All this talk of aether. Lux wiped the sweat from his brow. “Pardon me?” he said.
“The Last War, when did it end? What is it like when two wizards fight? I want to know about dueling,” said Vittoria Ravenseal. The pretense may as well have been dropped. No Neophyte, that I knew of, had uttered one word of what had happened at their Wiccaning. Invitations were sent out tactically, targeting each Wiccan. I had received some myself. Fourteen, in fact. Harcort had recruited me. They had a number of openings. I wrote back thanking them for their interest. But said that I would need some time to come to my own conclusion. Somehow I didn’t think any House would want a Neophyte whose Mark hadn’t shown.
“Oh, and have you ever fought a duel? Someone at the party said that you had. They said you killed someone, if you can believe it, and that was why you didn’t Craft anymore. Because you felt guilty.”
For a future Housemate, Vittoria was very aggressive with Lux Ravenseal. Despite myself, I leaned forward to listen.
“Vittoria, you need to be very careful with what other people say. Otherwise, you’ll have to believe what they say about you,” he said.
Oh, that got her!
“That’s supposed to be a secret. How dare you bring that up?” she demanded.
“I might say the same to you,” said Lux. It was obvious that he had read her mind; perhaps she had gained access to his. “But as it will do us some good.... Negative aether can be bent. I do not say that it is bad aether, merely that it i
s the opposite of positive. It is in some ways much more powerful; and never does it prove that more than when you meddle with it. I meddled with the dark aether,” said Lux. “Let us hope you will not. As for dueling––non-wizards prized it for settling old scores. This world, our world, is nothing if not full of old scores. You may hear more about them if you meddle overlong in the affairs of us all. Something to consider before indoctrination. Nobody comes into the Magical world without accepting all which that entails. Now, off you go! I want to see those Wiccan Marks shining, or un-shining, as the case may be, before long.”

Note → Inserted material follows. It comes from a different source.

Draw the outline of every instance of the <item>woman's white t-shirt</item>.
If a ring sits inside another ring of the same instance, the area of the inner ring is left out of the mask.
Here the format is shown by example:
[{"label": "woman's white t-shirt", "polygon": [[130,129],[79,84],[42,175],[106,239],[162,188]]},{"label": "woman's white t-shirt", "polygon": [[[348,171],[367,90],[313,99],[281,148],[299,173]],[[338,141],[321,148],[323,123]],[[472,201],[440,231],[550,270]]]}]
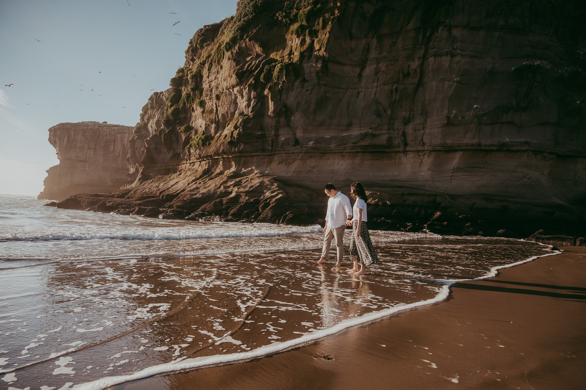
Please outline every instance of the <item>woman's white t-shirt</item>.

“I don’t think your boyfriend likes me very much, Halsey,” said Vittoria Ravenseal, once we were out of earshot of the Star Room. I was walking along with Lia and some of the other Initiates. They had cooled to Vittoria when it looked like she had been Chosen and they had not. When it looked like she would be the one––and only––Ravenseal recruit.
“Maybe he thinks you’ll stink the place up,” I said, referring to the House, in House Ravenseal. There must be one, mustn’t there? A place where they all lived?
Vittoria blanched.
“I’m in,” she said. “But you’re not. And I know why. Everyone knows you don’t belong.” She flung her hair. “You’re just not Ravenseal material, biiiitch.” She laughed at me and walked away.
I thought about calling after her, but if we dueled, I wouldn’t be able to do anything except pull her hair. My Mark had to show! It had to!
* * *
Camille, that night, came to see me; it had been too long, she said. She was with Dallace. The two of them had been sightseeing in Rome. “It’s nice to see where Lennox lives,” she said. Were those tears in her eyes? Dallace laid his hand on her shoulder. “Now now,” he said. “It’s time that we leave, my wife and I,” he said to me. “You do not belong with us, in Venice, and we have no right to take you back, Halsey. You belong here now.” Quite to my shame it had been a while since I had even thought of their son; or of the four of us together. I was wrapped up in all of this; of being a Wiccan.
“You are discovering who you are,” said Dallace, as if he could read it in me, and forgave me. “Undergoing your own special agones.”